Solution 2 : Prise en compte de la possibilité d’une erreur systématique lors de la construction de la courbe de référence
Le logiciel Rencurve de construction des courbes de référence par la statistique bayésienne, développé à Rennes par Philippe Lanos (Lanos, 2004) prend en compte la possibilité d’une erreur systématique en incluant chaque datation a priori d’une structure de référence dans un « Fait » (Lanos et Dufresne, 2012). Cette notion de « Fait » ajoute un degré de liberté sur la datation (Cassen et al., 2009). Autrement dit, les bornes des intervalles de date a priori ne sont plus limitatives. A la différence d’une courbe construite par moyenne mobile, cette approche statistique bayésienne permet ainsi d’obtenir des courbes de référence beaucoup moins sensibles aux erreurs systématiques.

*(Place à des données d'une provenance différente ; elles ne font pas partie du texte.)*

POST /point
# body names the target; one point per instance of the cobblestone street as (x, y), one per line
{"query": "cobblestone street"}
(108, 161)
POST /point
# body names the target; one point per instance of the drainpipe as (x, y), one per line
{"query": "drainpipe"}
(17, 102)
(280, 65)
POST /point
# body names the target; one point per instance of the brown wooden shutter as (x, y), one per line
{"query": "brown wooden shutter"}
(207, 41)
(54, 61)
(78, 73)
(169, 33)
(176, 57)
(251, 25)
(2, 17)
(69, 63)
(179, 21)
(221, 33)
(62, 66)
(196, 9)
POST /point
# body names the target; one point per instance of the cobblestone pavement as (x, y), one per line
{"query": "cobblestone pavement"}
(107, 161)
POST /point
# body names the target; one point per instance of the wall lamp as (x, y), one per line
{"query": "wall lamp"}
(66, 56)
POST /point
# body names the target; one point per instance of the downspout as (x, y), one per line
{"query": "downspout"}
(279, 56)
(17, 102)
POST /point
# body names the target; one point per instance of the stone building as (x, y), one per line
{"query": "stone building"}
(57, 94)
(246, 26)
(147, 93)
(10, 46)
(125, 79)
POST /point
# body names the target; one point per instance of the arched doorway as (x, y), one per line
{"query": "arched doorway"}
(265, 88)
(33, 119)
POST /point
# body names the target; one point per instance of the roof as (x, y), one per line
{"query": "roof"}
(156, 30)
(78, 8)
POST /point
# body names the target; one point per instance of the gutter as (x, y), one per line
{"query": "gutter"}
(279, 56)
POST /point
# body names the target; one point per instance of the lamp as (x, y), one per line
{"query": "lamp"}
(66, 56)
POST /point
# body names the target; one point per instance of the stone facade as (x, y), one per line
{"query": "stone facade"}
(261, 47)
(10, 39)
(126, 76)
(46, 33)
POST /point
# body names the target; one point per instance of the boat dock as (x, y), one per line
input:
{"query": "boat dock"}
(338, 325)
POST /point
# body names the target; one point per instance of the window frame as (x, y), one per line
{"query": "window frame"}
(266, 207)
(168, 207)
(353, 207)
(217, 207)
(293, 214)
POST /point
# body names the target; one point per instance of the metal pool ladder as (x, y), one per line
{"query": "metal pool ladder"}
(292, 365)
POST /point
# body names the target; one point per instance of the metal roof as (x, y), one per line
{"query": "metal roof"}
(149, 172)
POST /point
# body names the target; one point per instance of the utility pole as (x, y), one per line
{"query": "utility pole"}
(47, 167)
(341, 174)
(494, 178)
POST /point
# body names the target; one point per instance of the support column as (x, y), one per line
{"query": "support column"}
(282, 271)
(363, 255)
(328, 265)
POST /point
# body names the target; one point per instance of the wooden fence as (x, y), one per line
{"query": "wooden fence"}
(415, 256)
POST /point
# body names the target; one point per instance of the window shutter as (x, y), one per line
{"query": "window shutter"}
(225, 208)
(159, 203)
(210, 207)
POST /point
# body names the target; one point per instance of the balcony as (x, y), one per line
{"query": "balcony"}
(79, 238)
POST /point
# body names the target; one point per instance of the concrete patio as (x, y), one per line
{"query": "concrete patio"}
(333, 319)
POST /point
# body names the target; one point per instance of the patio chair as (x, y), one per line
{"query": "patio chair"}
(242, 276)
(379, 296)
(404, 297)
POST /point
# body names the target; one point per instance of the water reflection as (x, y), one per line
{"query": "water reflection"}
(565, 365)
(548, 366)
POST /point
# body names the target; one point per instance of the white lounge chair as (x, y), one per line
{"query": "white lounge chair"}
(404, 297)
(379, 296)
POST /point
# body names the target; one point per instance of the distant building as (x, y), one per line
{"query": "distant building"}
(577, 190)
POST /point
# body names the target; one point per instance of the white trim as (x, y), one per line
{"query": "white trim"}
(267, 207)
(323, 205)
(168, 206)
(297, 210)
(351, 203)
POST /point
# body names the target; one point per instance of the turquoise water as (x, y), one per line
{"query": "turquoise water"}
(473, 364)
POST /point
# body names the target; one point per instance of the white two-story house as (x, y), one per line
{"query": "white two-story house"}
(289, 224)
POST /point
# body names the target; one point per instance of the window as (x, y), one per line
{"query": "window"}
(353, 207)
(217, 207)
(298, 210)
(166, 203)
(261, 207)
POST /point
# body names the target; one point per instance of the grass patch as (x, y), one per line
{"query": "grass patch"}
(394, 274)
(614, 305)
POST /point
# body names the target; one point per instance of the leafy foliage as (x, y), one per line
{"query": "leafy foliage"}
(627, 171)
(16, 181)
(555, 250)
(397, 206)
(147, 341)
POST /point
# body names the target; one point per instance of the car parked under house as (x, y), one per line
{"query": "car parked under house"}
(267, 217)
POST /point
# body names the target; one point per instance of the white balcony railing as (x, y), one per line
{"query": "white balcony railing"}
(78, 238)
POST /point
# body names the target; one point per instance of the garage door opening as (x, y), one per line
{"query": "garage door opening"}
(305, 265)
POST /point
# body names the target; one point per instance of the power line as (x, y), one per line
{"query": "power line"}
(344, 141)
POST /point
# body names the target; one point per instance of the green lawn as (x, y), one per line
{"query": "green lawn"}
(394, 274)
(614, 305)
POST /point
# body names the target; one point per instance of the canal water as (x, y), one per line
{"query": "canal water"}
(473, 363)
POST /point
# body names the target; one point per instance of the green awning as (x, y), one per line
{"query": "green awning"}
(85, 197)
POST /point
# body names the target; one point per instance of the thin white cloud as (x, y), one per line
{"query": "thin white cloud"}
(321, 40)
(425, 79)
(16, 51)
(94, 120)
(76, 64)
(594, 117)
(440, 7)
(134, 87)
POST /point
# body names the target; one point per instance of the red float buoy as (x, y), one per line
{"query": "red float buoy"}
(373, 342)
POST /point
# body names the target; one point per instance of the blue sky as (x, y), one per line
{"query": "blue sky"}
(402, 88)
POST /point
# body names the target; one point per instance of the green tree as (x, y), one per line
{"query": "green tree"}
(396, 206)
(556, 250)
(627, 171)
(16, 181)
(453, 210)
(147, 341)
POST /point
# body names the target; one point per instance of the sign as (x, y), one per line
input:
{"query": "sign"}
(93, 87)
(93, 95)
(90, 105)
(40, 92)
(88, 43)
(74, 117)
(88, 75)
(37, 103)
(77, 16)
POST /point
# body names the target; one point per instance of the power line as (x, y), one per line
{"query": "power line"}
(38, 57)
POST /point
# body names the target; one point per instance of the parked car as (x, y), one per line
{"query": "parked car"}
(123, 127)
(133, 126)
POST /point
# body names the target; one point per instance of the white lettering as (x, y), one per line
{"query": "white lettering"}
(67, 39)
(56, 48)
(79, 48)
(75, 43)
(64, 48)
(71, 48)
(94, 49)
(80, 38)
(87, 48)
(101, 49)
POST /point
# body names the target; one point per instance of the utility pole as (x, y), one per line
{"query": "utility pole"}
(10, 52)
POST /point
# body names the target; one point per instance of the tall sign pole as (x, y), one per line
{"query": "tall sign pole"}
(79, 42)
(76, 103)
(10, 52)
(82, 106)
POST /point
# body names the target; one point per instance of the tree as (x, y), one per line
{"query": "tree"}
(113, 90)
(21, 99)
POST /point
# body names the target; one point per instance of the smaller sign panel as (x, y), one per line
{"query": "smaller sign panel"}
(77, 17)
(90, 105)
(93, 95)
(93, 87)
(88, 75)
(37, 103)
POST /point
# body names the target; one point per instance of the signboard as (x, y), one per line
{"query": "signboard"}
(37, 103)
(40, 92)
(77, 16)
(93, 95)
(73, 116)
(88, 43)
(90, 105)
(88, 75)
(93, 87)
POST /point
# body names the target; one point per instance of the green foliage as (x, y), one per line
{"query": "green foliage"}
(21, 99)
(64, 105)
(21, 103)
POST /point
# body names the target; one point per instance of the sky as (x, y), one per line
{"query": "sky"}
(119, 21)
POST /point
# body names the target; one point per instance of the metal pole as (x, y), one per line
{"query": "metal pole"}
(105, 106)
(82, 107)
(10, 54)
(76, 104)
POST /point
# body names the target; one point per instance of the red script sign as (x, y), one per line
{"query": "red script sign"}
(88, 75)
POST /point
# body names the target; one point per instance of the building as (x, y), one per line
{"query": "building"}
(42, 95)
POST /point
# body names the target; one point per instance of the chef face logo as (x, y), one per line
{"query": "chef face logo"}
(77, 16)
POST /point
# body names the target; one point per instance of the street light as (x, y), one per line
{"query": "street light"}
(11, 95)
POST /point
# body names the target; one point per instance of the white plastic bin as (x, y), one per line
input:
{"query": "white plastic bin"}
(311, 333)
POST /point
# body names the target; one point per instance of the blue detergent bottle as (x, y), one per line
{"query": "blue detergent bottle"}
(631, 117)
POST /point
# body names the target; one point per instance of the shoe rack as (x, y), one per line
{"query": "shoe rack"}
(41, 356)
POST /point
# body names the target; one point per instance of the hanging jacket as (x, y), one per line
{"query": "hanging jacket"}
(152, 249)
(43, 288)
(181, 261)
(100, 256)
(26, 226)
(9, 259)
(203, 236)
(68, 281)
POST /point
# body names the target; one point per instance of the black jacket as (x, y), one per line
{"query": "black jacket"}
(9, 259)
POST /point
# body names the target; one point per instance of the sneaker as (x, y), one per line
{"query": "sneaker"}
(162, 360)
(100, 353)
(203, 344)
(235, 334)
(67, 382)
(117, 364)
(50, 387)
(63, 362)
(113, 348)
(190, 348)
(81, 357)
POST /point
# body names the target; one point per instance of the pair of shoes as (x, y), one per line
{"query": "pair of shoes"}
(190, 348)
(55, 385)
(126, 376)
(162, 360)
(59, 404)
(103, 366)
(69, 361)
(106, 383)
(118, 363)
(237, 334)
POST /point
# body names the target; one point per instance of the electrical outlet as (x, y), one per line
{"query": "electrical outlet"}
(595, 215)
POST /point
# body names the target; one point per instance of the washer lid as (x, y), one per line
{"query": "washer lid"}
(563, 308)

De plus, cette approche statistique permet de tenir compte de la stratigraphie des structures. Cette information supplémentaire, qui réduit le nombre de degrés de liberté
des datations a priori, permet de construire des courbes de référence plus précises et plus fiables. L’exemple le plus éloquent est la courbe de Lübeck établie à partir de 25 fours de boulanger superposés (Schnepp et al., 2009). Malheureusement, de tels contextes archéologiques sont rares et pour notre corpus, les relations stratigraphiques n’ont pu être prises en compte que pour les cinq fourneaux à sel de Gouy-‐Saint-‐André (62382A-‐B-‐C-‐D-‐E), pour les deux états du fourneau 2 de Sorrus-‐la-‐Bruyère (62799B1-‐ B2) et pour les deux foyers superposés de la Côme-‐Chaudron au Mont-‐Beuvray (58128E-‐F).
Conclusion
La résolution et la fiabilité des courbes de référence dépendent essentiellement du calage chronologique des structures de référence. Toute l’information chronologique associée à la construction, à l’utilisation et à l’abandon du four ou du foyer doit être utilisée pour chercher à mieux contraindre le moment d’acquisition de l’aimantation, comme l’illustre l’exemple du foyer 9534 de la Pâture-‐du-‐Couvent au Mont-‐Beuvray. Le problème des possibles erreurs systématiques sur le calage chronologique des structures de référence et donc sur la courbe de référence, est évité en :
-‐ multipliant, sur une aire géographique large, le nombre de points datés par différentes méthodes.
-‐ utilisant des outils statistiques bayésiens, qui prennent en compte l’ensemble de l’information archéologique comme la stratigraphie. La possibilité d’erreurs systématiques est résolue par la notion de « Fait ».
Ces principes ont été appliqués à notre corpus de sites de référence autant que le rendaient possible la documentation archéologique et les limites des méthodes de datation. En ce qui concerne les données archéomagnétiques précédemment acquises (Thellier, 1981 ; Bucur, 1994 ; Gallet et al., 2002), leur calage chronologique est susceptible d’avoir évolué en fonction des progrès des méthodes de datation. Même si la notion de « Fait » permet de tenir compte des éventuels décalages des datations, il serait utile de vérifier le contexte stratigraphique de ces structures pour mieux s’assurer de la fiabilité de ces anciennes données.